GMGM claims injuries on the blueline are what cost the Capitals in the playoffs, but the Penguins suffered far more debilitating injuries and put up a much better fight against TB. I know I'm in the minority, but to me, the Capitals aren't worth the hype.
My take: Um, I picked your Sharks once again to win the Cup, not the Caps. I'm the one who should rant for picking your team every year and not having them win it all yet -- ha, ha! The Caps get a lot of hype because they have Alex Ovechkin on their roster and they win a lot of regular-season games. Having just spent a day in Washington last week, they are also a fascinating bunch to be around. This could either be a spectacular disaster this season, or they could finally get over the hump. In either case, it's well worth the coverage.

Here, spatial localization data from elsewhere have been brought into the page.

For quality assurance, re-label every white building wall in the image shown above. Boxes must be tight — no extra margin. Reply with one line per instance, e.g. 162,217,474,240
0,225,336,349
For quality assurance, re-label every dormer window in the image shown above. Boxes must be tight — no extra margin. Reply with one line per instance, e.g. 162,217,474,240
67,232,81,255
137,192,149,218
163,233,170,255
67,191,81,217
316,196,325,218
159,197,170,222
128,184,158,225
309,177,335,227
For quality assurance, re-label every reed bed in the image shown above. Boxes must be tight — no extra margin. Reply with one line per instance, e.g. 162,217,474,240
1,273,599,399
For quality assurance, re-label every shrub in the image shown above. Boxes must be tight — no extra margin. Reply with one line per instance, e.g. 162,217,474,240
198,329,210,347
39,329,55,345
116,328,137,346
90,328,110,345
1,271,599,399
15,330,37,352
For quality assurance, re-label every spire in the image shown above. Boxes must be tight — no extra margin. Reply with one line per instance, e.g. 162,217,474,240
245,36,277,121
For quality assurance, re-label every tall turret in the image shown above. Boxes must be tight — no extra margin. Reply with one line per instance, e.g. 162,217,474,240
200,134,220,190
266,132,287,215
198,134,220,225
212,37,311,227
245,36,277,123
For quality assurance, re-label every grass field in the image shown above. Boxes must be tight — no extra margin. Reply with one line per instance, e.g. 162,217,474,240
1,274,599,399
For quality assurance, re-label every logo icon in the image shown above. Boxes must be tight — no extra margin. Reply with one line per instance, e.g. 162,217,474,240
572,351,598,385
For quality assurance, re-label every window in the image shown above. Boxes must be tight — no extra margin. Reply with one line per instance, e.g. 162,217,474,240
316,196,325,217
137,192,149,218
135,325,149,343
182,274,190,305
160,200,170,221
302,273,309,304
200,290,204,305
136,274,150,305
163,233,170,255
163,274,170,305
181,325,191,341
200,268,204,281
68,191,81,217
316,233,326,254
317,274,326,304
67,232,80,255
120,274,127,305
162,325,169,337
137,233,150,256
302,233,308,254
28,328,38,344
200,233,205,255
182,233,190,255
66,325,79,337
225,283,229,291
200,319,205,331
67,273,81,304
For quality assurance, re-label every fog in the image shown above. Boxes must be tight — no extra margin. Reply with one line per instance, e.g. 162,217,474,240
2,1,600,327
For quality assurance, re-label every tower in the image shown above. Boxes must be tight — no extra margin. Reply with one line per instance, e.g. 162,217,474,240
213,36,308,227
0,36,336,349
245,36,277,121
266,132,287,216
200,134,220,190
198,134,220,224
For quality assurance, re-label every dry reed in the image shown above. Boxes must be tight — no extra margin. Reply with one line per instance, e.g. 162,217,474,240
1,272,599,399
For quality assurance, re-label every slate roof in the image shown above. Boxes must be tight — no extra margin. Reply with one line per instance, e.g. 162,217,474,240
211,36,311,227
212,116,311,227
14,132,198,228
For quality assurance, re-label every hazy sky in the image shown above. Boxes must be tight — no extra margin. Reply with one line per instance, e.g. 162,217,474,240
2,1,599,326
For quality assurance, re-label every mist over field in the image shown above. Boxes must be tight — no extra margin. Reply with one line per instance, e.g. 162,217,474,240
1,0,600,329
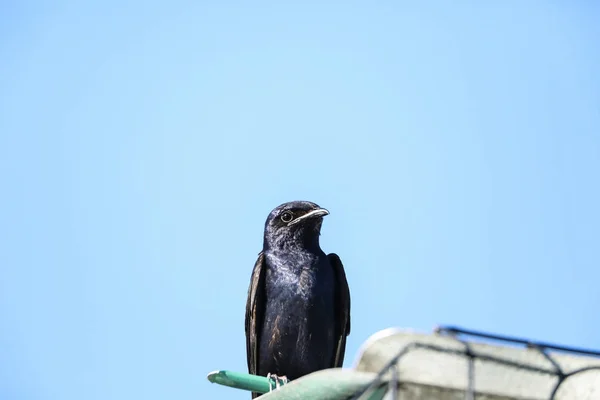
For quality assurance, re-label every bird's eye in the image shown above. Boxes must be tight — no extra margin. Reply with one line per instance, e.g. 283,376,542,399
280,211,294,223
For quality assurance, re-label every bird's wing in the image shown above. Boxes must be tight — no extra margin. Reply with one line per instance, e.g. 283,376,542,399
245,252,267,377
327,253,351,368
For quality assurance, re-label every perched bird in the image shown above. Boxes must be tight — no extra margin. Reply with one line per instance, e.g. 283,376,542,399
245,201,351,398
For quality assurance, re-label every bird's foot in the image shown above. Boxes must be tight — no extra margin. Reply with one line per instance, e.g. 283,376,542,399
277,375,288,387
266,373,289,391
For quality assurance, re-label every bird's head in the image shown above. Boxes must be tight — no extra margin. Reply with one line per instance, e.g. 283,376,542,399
263,201,330,251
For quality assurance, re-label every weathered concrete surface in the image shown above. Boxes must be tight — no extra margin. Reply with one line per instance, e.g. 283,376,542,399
390,382,538,400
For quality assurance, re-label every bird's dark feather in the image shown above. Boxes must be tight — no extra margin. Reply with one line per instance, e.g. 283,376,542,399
245,252,266,378
328,253,351,367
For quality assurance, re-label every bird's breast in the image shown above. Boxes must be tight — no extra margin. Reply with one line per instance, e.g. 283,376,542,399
264,252,333,301
259,252,337,377
263,253,335,341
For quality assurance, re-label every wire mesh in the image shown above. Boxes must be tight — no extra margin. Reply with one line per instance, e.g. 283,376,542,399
350,326,600,400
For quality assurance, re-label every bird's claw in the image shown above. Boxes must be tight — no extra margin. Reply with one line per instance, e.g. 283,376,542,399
266,373,289,391
277,375,288,388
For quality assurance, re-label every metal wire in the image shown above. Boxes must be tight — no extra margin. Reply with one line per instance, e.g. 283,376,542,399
438,326,600,357
350,325,600,400
439,326,600,400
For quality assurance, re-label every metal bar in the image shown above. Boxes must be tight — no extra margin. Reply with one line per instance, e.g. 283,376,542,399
389,363,398,400
465,343,475,400
437,326,600,357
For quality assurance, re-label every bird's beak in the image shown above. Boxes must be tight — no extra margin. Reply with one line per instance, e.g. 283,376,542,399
288,208,329,226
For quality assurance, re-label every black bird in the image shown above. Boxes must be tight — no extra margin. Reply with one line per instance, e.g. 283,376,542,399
245,201,351,398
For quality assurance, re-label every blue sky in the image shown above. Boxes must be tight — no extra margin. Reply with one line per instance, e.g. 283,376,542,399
1,1,599,399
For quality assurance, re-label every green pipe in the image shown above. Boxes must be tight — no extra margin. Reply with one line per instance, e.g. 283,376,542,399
207,370,287,394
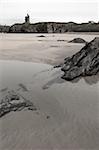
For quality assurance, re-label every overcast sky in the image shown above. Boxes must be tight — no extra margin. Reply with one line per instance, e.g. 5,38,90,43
0,0,99,25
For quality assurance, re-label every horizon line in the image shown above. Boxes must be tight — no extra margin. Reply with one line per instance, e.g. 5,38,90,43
0,20,99,26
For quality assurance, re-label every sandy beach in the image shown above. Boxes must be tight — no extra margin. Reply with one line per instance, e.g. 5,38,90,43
0,33,99,150
0,33,99,65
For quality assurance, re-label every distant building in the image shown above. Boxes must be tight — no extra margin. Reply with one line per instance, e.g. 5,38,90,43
25,14,30,24
88,21,95,24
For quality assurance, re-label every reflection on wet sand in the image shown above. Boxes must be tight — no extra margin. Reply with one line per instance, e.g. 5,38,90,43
0,33,99,149
0,60,99,149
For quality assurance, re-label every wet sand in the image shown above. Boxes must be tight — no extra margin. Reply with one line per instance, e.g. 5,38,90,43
0,33,99,65
0,33,99,150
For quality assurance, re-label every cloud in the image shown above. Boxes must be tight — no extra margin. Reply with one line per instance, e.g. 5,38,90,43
0,0,98,25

pelti: The Shanahan videos are proving to be just as inconsistent as suspensions ever were, just longer when they do suspend. It really seems like the only "standard" for boarding is whether the target protects himself or not. Seen plenty of driving hits to the nameplate go unpenalized already.
My take: Let's give Brendan Shanahan a few months before we declare anything either way. You need a larger body of evidence before protesting to knowing any trends in terms of consistency or length of suspensions, etc. For one, I applaud the videos because they show more transparency than the league has ever shown in terms of supplementary discipline. Now we'll see if Shanahan can maintain a tough stance, especially when it comes to Rules 48 and 41.
tking716: I'm a Bruins fan. I have nothing to rant about.